The metal plate 305 and the metal bushes 333 (connected to ground by means of the rigid terminal 240g) act as an electromagnetic shield for each resilient terminal 250. Any electromagnetic interference, even at very high operating frequencies, can therefore be reduced. This result is obtained with a structure which in any case ensures optimum insulation from the thermal chamber (by means of the plates 310, 315) .

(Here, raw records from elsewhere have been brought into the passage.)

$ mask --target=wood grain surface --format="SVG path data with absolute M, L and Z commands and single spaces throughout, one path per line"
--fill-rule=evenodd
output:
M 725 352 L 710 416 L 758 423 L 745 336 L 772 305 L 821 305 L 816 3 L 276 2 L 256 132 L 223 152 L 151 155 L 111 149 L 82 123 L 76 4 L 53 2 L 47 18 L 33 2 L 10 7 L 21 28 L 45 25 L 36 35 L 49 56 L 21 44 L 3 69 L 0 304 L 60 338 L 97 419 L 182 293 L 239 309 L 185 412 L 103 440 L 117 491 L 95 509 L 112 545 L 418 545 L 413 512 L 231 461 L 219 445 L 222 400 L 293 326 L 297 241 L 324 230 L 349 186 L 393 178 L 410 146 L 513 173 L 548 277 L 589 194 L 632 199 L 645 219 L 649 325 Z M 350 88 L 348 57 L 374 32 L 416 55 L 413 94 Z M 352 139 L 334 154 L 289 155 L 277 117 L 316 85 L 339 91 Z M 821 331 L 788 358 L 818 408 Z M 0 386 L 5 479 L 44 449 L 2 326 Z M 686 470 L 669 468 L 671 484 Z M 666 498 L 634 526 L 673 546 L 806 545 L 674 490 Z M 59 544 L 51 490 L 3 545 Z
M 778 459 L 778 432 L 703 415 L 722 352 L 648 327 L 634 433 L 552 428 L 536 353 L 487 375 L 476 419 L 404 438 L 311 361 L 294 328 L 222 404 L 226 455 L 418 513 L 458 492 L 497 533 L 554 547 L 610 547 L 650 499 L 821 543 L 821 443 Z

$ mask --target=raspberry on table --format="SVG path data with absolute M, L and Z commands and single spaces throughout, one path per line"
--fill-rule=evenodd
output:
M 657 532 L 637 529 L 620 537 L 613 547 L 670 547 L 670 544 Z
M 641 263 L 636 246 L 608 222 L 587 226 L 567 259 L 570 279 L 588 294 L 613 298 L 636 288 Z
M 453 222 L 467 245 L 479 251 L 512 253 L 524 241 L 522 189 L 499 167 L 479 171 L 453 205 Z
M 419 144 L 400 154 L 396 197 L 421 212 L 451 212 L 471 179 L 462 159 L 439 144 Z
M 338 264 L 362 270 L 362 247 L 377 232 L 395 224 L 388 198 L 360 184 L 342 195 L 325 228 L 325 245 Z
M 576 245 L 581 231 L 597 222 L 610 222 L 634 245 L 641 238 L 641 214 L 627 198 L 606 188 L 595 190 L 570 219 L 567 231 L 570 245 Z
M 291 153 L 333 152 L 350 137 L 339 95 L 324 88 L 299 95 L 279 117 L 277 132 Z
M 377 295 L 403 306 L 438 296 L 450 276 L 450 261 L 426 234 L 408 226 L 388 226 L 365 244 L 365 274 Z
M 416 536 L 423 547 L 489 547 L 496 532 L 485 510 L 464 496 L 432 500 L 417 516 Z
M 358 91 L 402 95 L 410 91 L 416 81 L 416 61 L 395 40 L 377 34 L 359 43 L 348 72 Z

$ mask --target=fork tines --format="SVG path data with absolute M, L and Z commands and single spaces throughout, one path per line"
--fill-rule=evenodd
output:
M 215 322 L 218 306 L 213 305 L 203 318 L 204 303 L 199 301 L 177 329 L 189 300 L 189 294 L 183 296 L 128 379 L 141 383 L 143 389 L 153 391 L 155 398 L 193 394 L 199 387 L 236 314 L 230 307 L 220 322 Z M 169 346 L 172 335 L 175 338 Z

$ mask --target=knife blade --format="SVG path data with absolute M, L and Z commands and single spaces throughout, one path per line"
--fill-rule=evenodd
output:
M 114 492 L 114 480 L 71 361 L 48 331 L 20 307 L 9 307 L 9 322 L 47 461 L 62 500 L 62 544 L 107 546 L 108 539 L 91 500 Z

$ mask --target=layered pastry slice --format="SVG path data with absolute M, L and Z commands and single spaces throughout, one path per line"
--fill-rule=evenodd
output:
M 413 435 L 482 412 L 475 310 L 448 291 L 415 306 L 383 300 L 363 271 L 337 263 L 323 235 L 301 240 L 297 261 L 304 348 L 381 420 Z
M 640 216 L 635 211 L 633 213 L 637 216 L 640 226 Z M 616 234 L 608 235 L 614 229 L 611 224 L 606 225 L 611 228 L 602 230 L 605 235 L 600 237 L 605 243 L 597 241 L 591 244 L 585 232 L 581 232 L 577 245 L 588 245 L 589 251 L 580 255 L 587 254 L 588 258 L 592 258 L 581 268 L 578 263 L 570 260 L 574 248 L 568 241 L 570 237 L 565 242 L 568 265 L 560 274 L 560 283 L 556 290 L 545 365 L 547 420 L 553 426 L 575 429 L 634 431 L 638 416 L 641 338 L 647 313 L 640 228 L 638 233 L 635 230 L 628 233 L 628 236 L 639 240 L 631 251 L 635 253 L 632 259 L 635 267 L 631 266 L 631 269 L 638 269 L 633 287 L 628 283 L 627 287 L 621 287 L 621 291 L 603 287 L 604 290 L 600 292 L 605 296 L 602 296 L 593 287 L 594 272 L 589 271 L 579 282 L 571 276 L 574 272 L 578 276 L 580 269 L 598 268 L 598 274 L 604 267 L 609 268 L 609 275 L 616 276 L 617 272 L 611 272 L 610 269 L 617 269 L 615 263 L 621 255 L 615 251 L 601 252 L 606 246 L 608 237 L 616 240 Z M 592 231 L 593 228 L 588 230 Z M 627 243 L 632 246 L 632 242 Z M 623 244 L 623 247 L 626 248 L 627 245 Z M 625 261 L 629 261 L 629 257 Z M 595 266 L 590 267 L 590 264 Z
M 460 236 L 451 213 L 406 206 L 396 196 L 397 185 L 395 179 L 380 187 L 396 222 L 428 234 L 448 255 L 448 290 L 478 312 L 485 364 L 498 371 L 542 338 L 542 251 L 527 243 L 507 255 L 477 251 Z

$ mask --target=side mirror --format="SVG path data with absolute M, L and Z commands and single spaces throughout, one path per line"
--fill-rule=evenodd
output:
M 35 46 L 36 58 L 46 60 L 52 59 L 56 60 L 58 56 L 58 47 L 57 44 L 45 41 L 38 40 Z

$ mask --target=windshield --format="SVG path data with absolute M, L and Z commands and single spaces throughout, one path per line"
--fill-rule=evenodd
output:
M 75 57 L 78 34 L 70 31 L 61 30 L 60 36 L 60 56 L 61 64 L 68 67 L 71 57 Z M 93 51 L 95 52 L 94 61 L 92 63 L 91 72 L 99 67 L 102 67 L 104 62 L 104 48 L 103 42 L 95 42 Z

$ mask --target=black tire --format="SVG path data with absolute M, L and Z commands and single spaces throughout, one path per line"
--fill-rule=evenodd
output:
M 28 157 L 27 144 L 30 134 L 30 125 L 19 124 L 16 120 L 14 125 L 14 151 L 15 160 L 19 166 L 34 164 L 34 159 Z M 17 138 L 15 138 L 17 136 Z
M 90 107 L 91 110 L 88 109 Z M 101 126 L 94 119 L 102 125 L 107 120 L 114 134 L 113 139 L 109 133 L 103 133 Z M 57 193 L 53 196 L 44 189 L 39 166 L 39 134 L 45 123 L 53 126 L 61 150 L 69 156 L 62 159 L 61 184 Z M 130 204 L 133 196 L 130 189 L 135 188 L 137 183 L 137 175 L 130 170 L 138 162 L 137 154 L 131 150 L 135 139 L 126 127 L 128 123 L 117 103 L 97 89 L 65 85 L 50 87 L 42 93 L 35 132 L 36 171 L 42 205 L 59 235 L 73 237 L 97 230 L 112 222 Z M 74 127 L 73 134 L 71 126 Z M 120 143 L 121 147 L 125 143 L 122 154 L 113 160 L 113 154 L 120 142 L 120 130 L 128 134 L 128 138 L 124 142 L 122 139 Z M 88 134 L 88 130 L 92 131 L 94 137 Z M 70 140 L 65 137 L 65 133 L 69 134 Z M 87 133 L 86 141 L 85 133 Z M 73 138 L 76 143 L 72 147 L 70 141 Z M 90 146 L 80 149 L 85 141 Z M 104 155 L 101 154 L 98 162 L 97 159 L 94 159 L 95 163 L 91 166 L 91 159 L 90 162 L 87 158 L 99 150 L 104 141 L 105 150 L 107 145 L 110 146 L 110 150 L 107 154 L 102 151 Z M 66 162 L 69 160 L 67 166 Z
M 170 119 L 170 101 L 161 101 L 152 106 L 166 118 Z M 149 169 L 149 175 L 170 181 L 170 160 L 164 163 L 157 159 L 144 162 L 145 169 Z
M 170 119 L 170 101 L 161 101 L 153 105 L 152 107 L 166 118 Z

Analogous considerations apply where the resilient terminals and the rigid terminals are produced from different materials, the spring is replaced by other equivalent resilient elements, the metal bushes do not extend through the entire thickness of the insulating plates, the metal plate and the metal bushes are replaced by corresponding elements produced from another conductive material, the metal plate and the metal bushes are connected to earth in a different manner (optionally independently of one another) , only the metal plate or only the metal bushes is/are provided, there is a different number of lag screws, the support element and the base are in snap-connection with one another, or more generally other equivalent means of releasable connection
are provided, and so on. The test apparatus of the present invention in any case also lends itself to being produced with resilient terminals having a different structure (for example, having telescopic pins) , with the resilient terminals connected to the rigid terminals in another manner, without the metal plate and the metal bushes (where low frequencies are used) , and so on.
Naturally, in order to satisfy contingent and specific requirements, an expert in the art may apply to the apparatus described above for performing electrical and environmental tests on electronic semiconductor devices many modifications and variations, all of which, however, are included within the scope of protection of the invention as defined by the following claims.